The hitchhiker then shows the narrator’s shoelaces in his hands as well. The narrator is surprised: he didn’t even recall seeing him bend over to take them out of his shoes! We learn that the hitchhiker is what he calls a ‘fingersmith,’ which is really just a fancy name for a pickpocket. However, he is quite offended when the narrator calls him a pickpocket.Finally, the hitchhiker explains they don’t need to worry about the police officer because he stole the note pads on which the officer took their names, addresses, and car license information. The narrator isn’t going to need to worry about any speeding ticket coming home to him!
The story explores themes of class and the types of jobs performed. The narrator used to be poor (as evidenced by the fact that he used to hitchhike) but is now well to do.
He is still a pretty good guy, earning an honest living. The hitchhiker is poor, and while we probably wouldn’t consider his work honest, the story is written in a way for us to respect it. The two discuss having a skilled trade even though some people may look down on you for it. Having a skilled trade and doing it well are important.
The hitchhiker explains: ”The secret to life… is to become very very good at somethin’ that’s very very hard to do.”The narrator’s skilled trade is writing. As evidenced by his nice car, he has become really good at it.
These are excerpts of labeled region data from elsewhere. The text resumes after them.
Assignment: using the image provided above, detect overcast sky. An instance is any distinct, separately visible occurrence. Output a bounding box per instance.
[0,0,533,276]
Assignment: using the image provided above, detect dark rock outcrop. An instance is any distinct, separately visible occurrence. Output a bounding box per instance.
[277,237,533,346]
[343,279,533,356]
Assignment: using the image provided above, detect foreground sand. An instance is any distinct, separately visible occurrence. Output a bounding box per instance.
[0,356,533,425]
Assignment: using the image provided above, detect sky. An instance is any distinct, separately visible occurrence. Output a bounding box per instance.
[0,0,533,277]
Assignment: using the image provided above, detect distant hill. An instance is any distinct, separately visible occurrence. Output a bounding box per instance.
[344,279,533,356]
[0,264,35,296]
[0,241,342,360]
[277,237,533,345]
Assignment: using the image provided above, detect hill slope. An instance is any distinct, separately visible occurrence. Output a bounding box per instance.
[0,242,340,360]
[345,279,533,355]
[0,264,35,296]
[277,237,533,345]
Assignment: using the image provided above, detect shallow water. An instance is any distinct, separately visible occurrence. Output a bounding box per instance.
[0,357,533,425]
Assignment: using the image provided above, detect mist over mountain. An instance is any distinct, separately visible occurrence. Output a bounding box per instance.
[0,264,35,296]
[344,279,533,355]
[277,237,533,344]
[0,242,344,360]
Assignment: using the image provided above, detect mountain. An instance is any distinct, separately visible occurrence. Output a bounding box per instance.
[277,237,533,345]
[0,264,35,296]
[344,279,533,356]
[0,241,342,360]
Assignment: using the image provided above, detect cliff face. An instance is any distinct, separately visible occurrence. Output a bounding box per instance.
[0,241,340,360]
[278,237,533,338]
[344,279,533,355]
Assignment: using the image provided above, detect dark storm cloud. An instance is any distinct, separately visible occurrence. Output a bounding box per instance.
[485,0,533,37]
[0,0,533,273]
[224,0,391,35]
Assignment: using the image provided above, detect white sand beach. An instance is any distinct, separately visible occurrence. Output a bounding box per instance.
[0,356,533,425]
The hitchhiker is a pickpocket. This isn’t a typical skilled trade, but his high performance level makes it a skilled trade, and he has become ”very very good” at it.Another theme explored is crime and punishment, or control by authority figures. The police officer isn’t very polite to the narrator and hitchhiker. He knows that he has caught them and enjoys making them squirm. He enjoys throwing around his weight because he knows that he has the authority in the situation.
But what he doesn’t know is that the hitchhiker (who seems like a nobody) ends up having the real authority when he takes the notepads from him. The story shows that those with authority sometimes bully those beneath them, but those with a skilled trade can take back that authority.
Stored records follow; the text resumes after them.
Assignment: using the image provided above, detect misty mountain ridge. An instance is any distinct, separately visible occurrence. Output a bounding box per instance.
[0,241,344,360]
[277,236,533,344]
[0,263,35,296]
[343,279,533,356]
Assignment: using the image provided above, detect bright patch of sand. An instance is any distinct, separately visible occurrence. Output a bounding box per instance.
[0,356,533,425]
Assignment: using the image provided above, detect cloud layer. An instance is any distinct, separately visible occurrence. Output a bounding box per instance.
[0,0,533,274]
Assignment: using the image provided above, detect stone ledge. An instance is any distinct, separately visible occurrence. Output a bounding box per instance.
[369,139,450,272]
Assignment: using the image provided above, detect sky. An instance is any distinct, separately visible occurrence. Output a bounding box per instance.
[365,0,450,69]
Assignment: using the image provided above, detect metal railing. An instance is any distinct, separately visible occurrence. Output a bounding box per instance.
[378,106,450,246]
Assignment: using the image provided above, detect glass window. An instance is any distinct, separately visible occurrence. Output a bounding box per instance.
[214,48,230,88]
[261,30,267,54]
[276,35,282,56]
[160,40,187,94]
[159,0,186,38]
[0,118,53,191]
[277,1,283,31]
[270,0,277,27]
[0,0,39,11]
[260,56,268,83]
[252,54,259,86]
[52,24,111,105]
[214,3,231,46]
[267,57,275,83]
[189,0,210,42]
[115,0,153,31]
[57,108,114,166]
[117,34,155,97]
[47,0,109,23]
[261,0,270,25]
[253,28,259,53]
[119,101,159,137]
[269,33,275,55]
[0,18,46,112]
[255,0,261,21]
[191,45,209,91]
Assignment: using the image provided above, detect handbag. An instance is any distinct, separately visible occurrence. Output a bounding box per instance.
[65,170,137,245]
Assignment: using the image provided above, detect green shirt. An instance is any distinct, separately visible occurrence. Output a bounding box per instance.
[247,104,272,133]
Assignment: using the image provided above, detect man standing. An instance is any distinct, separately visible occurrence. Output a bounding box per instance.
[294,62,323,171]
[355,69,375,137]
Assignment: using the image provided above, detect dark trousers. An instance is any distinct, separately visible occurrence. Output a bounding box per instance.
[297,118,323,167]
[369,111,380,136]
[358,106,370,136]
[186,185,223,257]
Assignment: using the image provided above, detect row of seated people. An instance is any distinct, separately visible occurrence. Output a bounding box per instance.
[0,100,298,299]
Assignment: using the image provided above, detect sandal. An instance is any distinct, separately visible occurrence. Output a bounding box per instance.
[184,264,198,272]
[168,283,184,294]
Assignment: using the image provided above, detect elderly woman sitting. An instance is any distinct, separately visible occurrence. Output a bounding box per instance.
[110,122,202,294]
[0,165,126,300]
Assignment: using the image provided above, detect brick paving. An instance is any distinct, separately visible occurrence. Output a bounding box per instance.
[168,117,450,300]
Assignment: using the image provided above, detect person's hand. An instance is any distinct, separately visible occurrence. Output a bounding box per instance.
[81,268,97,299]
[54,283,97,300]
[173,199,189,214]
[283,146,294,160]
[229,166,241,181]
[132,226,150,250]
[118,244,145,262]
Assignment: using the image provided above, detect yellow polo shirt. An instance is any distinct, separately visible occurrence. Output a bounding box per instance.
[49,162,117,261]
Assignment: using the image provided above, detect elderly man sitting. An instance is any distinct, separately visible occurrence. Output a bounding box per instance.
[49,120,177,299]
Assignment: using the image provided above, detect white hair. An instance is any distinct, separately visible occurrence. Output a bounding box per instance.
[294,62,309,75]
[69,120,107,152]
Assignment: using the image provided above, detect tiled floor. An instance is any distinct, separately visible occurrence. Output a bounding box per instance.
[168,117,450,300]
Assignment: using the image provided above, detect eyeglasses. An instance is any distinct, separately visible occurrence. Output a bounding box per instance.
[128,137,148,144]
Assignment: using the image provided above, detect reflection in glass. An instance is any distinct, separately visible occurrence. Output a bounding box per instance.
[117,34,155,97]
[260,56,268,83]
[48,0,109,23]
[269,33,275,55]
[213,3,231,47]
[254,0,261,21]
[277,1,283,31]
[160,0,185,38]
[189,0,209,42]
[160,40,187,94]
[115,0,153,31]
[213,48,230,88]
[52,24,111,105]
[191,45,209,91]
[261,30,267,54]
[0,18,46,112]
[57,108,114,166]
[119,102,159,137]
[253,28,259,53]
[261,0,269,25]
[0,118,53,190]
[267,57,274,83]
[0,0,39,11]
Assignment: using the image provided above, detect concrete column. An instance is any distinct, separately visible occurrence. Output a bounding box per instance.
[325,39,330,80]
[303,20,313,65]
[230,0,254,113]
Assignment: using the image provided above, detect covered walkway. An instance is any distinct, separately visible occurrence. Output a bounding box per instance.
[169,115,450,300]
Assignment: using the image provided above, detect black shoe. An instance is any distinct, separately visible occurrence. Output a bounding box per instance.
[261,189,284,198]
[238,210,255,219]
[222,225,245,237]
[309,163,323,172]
Roald Dahl’s ”The Hitchhiker” is about class, skilled trades, and authority. In the story, a man (the narrator) picks up a hitchhiker and is then pulled over for going over the speed limit. But after the rude police officer leaves, the hitchhiker explains that he is a ”fingersmith”, meaning that he is an amazing pickpocket and he took the notepads, with all of their information, from the police officer!